The investment climate will be punctuated disequilibrium—episodic of spikes in market volatility and disruptions. There will be more European sovereign credit down grades. The rating agencies have numerous countries on negative watch and many will be resolved in Q1 and some countries appear to be vulnerable to cuts of more than one notch.
Moody’s two notch cut of Belgium’s rating on December 16th and keeping the negative outlook is suggestive of things to come. Given the linkages, sovereign downgrades will likely start another round of bank downgrades.
Several countries are cutting growth forecasts and it appears to be largely a foregone conclusion that many countries are going to contract in the first part of next year. The risk is for weaker rather than stronger growth, which in turn will jeopardize fiscal targets and require more austerity.
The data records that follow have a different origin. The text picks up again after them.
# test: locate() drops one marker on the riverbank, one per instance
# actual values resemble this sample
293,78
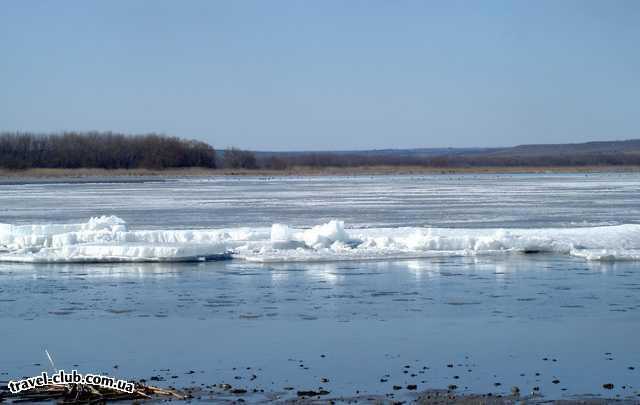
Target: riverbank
304,171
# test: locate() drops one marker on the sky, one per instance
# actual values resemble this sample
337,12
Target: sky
325,75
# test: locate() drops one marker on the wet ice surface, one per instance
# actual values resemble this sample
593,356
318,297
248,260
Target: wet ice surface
526,201
491,318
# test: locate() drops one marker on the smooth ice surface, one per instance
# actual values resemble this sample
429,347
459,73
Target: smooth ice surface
466,293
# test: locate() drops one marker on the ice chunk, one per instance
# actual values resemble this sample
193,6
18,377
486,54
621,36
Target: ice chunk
108,238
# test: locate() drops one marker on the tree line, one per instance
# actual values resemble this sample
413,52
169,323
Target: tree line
108,150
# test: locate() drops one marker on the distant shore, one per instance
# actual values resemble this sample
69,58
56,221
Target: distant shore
305,171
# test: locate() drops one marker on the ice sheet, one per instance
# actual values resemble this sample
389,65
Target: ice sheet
109,239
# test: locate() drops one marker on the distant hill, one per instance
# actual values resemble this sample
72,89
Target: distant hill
575,154
604,147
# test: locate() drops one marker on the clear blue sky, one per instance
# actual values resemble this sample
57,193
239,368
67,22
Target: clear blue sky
292,75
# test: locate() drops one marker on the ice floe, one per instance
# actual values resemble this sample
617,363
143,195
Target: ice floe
109,239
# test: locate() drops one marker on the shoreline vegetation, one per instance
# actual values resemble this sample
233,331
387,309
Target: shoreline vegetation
107,154
303,171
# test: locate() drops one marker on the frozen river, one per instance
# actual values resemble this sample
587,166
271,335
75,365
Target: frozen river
429,280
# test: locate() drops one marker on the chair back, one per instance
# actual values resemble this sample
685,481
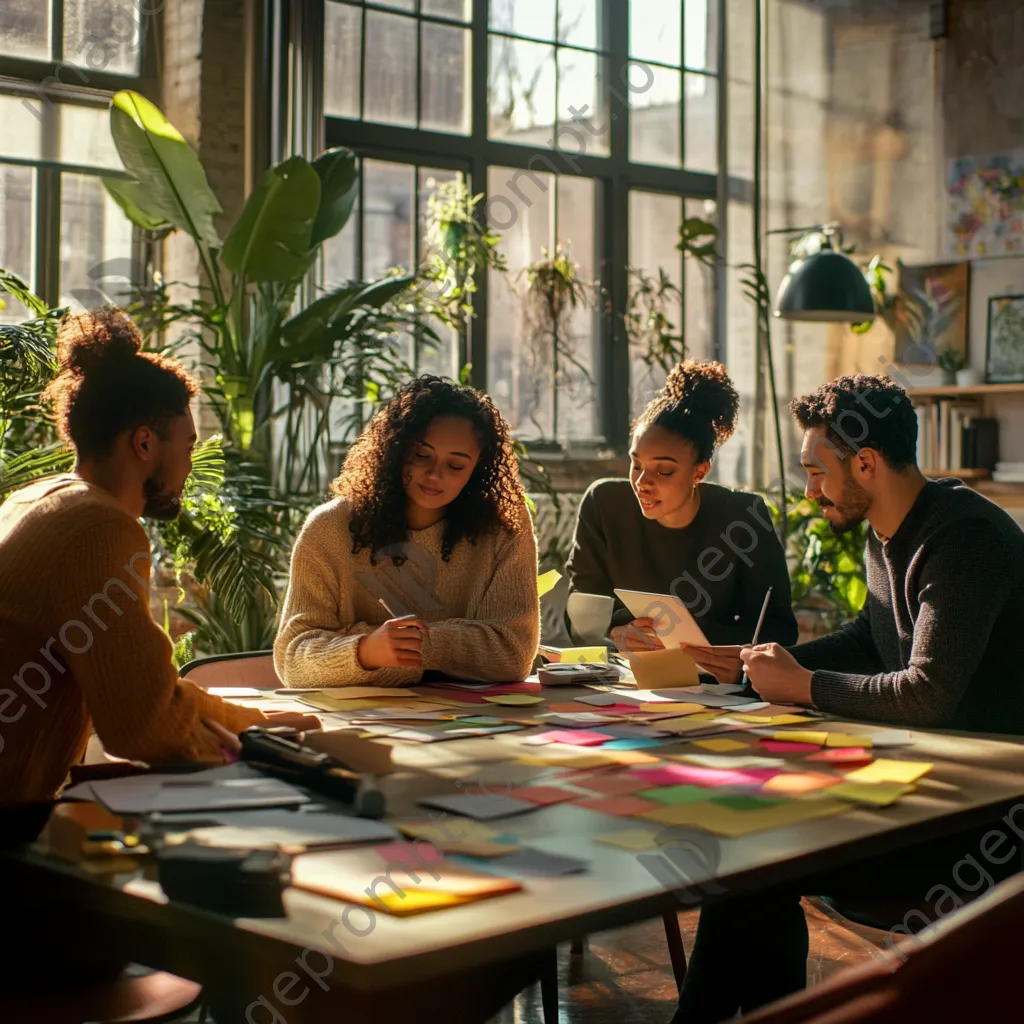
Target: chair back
247,669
The strikes and demonstrations in Europe over the past year lend credence to the arguments that austerity is terribly unpopular and that it is producing a political backlash. This appears to be both an exaggeration and a simplification.
Spain, the most recent euro zone country to go to the polls, gave overwhelming support to the Popular Party which promised greater austerity than the outgoing Socialists. Polls indicate in that the government’s austerity in the UK is supported by a majority of voters. In Ireland and Portugal, the governments that have been elected since the crisis erupted are imposing more austerity than the governments that were voted out.
The governments that replace the technocratic governments in Greece and Italy are more likely to consolidate and extend the austerity programs that they will inherit than reverse it. Recent polls suggest an increased likelihood that Sarkozy is re-elected as France’s president in the spring. Support for Merkel’s has also risen recently, despite having lost nearly every state election this year, the self-immolation of the junior coalition partner, the FDP, and a financial scandal surrounding the President.
The European debt crisis is the single biggest risk facing the global economic and financial system. Investors should prepare for the continuation of the crisis, whose intensity ebbs and flows. We suggest three no’s in Europe capture the key elements of the investment climate. There will be no ECB sovereign backstop. There will be no European bond. There will be no euro zone break up. Such a climate is not supportive for the euro.